Oakland Raiders Sio MooreThe Oakland Raiders have had an up and down season, full of surprises and upsets. Through 12 games, the Raiders still have not been able to tally more notches in the win column than they did last season. But on the bright side of things, the team has looked much better on the field, even if their record doesn’t reflect it.

One problem that remains is that the Raiders simply cannot manage to put together a complete game.

Earlier in the season, the Raiders defense was clearly the strength of this team. Game in and game out, the defense would play four quarters, doing their best to keep the team in the game as the offense continuously failed to put points on the board. Despite being comprised of essentially an entirely new group of players, the defense gelled quickly and were flirting with being thought of as one of the better defenses in the league.

At around the midseason point, the Raiders defense began to spring leaks. It started with the blowout loss to the Philadelphia Eagles where it became clear that the Raiders could not get pressure on the quarterback without blitzes from linebackers and the secondary. When the Eagles made the Raiders defense pay for blitzing, they took away the one aspect of the defense that is necessary for everything else to work.

The Raiders defense hasn’t been the same ever since. They put together decent performances against the New York Giants and Houston Texans, but even in those games, the defense was far from being anything more than above average. Then in back to back games against the Tennessee Titans and Dallas Cowboys, the defense completely let the team down.

Once the Eagles gave other teams the formula to beat the Raiders, the defense began to look a lot like smoke and mirrors. The Raiders have even seen their vaunted rush defense begin to struggle, the one aspect of the defense that had not previously faltered. The Raiders gave up their first 100-yard rushing game to the Giants and then were dominated on the ground against the Cowboys, giving up 144 yards and 3 touchdowns.

The Raiders defense has clearly taken a huge step forward from the dismal unit that took the field in 2012, but they have also clearly not bridged the gap to being a good defense. With more tape, offenses are keying in on the deficiencies of Jason “The Mad Scientist” Tarver’s once formidable defense.

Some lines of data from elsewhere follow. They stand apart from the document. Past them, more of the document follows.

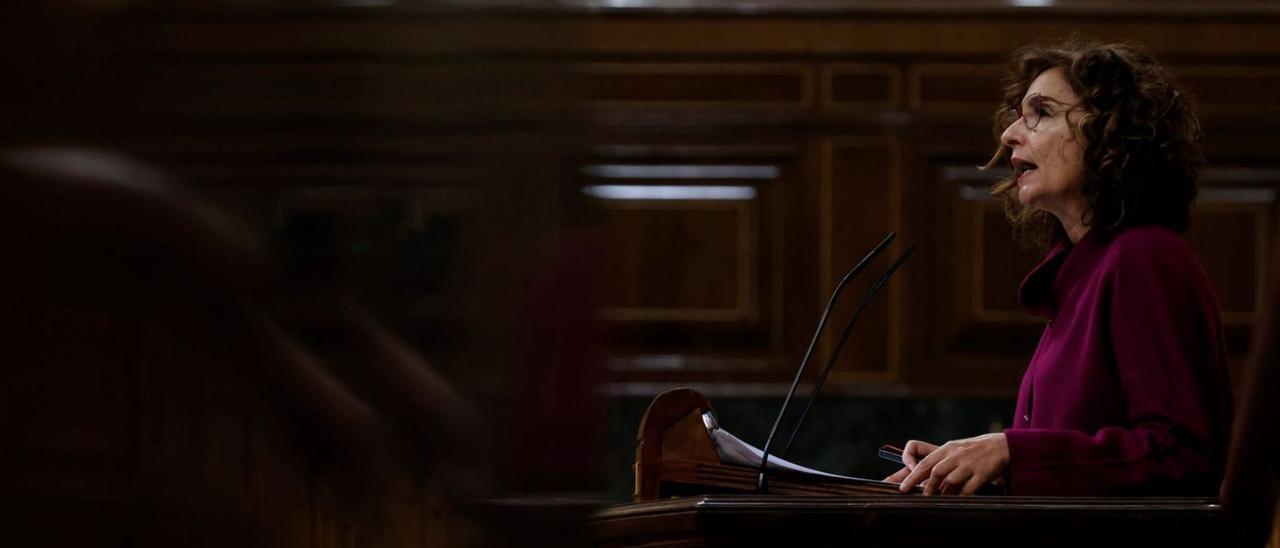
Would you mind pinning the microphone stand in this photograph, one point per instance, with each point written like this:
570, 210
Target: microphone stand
844, 336
760, 484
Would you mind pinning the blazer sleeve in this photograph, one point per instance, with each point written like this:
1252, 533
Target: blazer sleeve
1168, 352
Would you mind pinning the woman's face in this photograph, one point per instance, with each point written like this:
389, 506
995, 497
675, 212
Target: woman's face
1047, 158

This, however, should not be surprising. What is surprising is how well the defense played to start the year. Filled with a group of players on one-year, “prove it” contracts, this is about as ragtag a group as one can find in the NFL. But for most of the season, this group of backups has out played themselves and some are being seen as completely different players.

With an offseason full of cap room and draft picks, the Raiders should be able to put the finishing touches on this defense and truly field an impressive unit in 2014. Until then, the Raiders may have to watch their defense continue to struggle, if not get worse for the last four games of the season.